It’s been 17 years since The Blair Witch Project ushered in a new era of horror with found footage. Despite the many copy cats that would follow, a quickly assembled sequel a year later boldly took the franchise in an unexpected direction with failed results, at least as far as box office was concerned. So it’s not surprising that the latest entry would focus on where the series all began, a found footage story set in the creepy woods of Burkittsville, Maryland.
Opening with a YouTube video of found footage showing a mysterious figure in the infamous house from the first film, James believes this to be his long lost sister Heather, who’d mysteriously disappeared with her two filmmaking cohorts many years ago. He rallies his friends, enlist a few locals as tour guides, and they set off deep into the woods in the vain hope of locating the house, answers, and James’ missing sibling.
Written by Simon Barrett and directed by Adam Wingard, the film takes painstaking measures to retain the Blair Witch essence. As with the first film, hardly any time is wasted introducing us to our cast of mostly unknowns, and then we’re whisked away to the woods where all lore is laid out in campfire tale fashion. Barrett rehashes old mythology while seamlessly weaving in new bits of information for long-time fans.
Even the handheld, shaky cam style is retained from the original. Of course, Wingard keeps things modern with the addition of GoPro cameras and drones, but that jittery, pseudo-documentary technique remains the same. With present day technology it can be frustrating to try and grasp what’s happening on screen as the camera is bouncing all over the place, but there’s no denying that this style continues to lend a frantic tension to the tone of the film.

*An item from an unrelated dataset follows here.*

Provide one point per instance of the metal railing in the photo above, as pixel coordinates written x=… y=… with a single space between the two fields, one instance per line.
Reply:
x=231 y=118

While longtime fans can expect to see the same iconic imagery and the narrative hits all of the familiar beats, Wingard and Barrett eschews the slower, deliberate pacing of the original for warped speed insanity. Pay close attention to all of the info heavy dialogue in the beginning, because once that’s over, all explanation is tossed aside in favor of unrelenting terror for the characters. As with the original, this group of characters quickly becomes lost. Unlike the original, it quickly becomes clear that this group is being hunted and toyed with. The energy and terror continue to ramp up until it explodes into an exciting final act. Unfortunately, that highly anticipated climatic moment unwittingly feels reminiscent of another modern found footage classic.
Wingard and Barrett have crafted a solid sequel. They build on both The Blair Witch Project and Book of Shadows: Blair Witch 2 while adding their own layers to the story. It retains the core of the original yet improves upon some of the original’s flaws. As with the previous films, don’t look for many answers. A big part of why the legend of the Blair Witch is so terrifying is that it’s shrouded in mystery. Wingard and Barrett only peel back the curtain ever so slightly.
The hard truth, though, is that this is not a game changer. Blair Witch isn’t going to redefine the horror genre, especially as it so lovingly pays homage to its predecessors. It’s a well-crafted film and brilliant in terms of a horror sequel. It’s well paced and offers many effective jump scares, but an experienced horror fan won’t likely find this to be everything that the early buzz is promising this film to be. As fun as this film is, the hype train is going to crush it. It’s not going to be the scariest film ever, nor is it perfect. Ignore the hype and leave all expectations at the door. If so, you have a solid horror film on your hands.
Blair Witch will be released in theaters on September 16, 2016.